The seven health care training areas for nurses that had received two simulators each, of which they fondly named Mama Nathalie and Mama Birthie, were the Highlands School of Nursing, St.Mary’s School of Nursing, Pacific Adventist University (PAU), Port Moresby General Hospital, University of Goroka, Lae School of Nursing, and the Milne Bay Provincial Health Authority

Meanwhile, Papua New Guinea faces an urgent shortage of midwives. Midwifery Coordinator Bevi expressed the need for more midwives in the country.
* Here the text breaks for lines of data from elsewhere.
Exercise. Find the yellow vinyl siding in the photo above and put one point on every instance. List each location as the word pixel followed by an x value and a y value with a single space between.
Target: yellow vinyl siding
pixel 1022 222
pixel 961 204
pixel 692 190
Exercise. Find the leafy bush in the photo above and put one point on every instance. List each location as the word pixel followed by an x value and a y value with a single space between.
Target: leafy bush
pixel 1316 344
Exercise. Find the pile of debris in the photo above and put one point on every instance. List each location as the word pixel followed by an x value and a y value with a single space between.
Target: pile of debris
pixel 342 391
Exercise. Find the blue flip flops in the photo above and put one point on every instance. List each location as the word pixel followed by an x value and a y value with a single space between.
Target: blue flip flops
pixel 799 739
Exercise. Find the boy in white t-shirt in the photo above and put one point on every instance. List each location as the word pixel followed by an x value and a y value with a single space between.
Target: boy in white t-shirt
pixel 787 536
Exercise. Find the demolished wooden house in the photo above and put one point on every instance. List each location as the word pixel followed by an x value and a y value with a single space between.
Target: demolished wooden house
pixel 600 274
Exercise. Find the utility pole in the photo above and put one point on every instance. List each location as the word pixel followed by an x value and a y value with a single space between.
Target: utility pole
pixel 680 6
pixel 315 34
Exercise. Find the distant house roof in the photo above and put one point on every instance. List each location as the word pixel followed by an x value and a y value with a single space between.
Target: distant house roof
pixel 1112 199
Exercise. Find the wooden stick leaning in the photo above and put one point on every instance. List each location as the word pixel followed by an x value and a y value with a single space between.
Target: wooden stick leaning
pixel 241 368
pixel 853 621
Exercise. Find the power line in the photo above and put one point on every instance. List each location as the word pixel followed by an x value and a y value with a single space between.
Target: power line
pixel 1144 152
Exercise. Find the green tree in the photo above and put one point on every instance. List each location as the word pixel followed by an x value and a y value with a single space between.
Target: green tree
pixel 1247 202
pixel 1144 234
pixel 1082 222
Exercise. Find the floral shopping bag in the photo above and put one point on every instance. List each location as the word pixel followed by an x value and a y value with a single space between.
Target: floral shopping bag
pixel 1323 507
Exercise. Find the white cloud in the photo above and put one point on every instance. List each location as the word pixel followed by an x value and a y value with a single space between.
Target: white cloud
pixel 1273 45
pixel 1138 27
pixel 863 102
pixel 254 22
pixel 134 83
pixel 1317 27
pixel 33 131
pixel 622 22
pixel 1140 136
“PNG needs to train more midwives to upscale the midwifery workforce in both the rural and urban setting,” she said.  

“Many rural health facilities do not have a midwife and the graduate output of midwives is less than a hundred.” Bevi added.

This year, UNFPA has supported 10 students at the University of Goroka with scholarships to study midwifery and continues to work in partnership with the National Department of Health and the Midwifery Society to invest in addressing this shortage.